INTRODUCTION :

Lemmel’s syndrome is a rare cause of biliary obstruction, resulting from extrinsic compression of the distal common bile duct by a periampullary duodenal diverticulum (PAD). While PADs are relatively common and observed in up to 22% of the general population, more than 90% remain asymptomatic, making Lemmel’s syndrome an exceptional clinical entity with only few case reports described in the literature. Most cases are managed conservatively or endoscopically, whereas surgical intervention is rarely required in the acute setting, but may be necessary in complicated presentations such as ours.

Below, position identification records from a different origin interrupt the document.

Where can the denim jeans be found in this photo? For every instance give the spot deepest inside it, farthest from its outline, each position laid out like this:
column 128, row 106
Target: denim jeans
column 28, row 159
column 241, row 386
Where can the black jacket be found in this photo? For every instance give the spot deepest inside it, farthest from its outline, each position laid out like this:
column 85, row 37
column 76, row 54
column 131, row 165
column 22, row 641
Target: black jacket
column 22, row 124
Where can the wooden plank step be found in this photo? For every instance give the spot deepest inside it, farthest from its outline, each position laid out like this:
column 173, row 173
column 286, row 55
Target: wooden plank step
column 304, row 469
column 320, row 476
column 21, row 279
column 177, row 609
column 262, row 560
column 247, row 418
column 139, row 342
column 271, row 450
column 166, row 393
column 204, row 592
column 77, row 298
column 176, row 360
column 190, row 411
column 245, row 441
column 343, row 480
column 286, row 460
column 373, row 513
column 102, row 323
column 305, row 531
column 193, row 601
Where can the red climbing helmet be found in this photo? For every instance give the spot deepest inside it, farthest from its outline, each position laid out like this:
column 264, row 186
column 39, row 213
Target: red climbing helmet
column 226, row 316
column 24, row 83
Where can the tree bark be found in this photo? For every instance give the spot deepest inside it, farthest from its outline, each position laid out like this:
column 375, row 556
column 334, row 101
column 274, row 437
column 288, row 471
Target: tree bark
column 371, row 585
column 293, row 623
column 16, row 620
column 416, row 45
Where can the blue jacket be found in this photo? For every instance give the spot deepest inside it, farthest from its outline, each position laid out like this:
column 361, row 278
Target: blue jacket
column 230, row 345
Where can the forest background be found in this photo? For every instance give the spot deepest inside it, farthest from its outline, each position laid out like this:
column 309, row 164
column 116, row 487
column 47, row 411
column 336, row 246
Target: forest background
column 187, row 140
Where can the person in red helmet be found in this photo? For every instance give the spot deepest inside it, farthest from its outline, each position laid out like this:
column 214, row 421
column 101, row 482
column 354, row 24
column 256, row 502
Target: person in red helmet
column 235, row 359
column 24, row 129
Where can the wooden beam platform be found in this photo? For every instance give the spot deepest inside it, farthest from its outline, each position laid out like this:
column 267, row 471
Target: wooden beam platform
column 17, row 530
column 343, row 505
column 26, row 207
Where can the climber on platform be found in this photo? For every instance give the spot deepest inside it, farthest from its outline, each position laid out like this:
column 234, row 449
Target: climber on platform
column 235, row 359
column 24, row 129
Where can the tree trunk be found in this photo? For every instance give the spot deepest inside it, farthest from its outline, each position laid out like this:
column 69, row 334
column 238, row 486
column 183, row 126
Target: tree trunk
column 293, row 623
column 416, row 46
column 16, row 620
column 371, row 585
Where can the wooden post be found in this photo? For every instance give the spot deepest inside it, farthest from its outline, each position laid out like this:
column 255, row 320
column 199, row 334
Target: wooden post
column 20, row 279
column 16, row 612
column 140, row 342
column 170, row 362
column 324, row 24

ΑΙΜ : Case presentation of a patient with Lemmel’s syndrome, needed an emergency surgical intervation

CASE PRESENTATION :

A 79-year-old patient presented with septic cholangitis. The CT scan revealed periampullary duodenal diverticulum compressing the distal common bile duct, consistent with Lemmel’s syndrome. The patient was hemodynamic ustable, due to the acute setting, ERCP was not feasible and the patient was taken for emergency surgery. A cholecystectomy was performed, the common bile duct was explored, and a Kehr T-tube was placed for biliary drainage. The postoperative course was uneventful. Prior to discharge a T-tube cholangiography was performed on postoperative day 19 which demonstrated adequate biliary flow allowing safe removal of the T-tube. The patient was discharged in good condition on post operative day 21.

COCLUSION – DISCUSSION :

The primary goal of treating Lemmel syndrome is to reduce pancreato-biliary complications resulting from bile duct obstruction.The treatment of choice in these cases includes papillary balloon dilation or endoscopic sphincterotomy with biliary stent placement, both of which demonstrate a high success rate. In cases where endoscopic treatment fail or is not available, surgery is considered. Biliary derivation in the acute setting is preferred over diverticulectomy, as the latter carries a high risk of morbidity and mortality.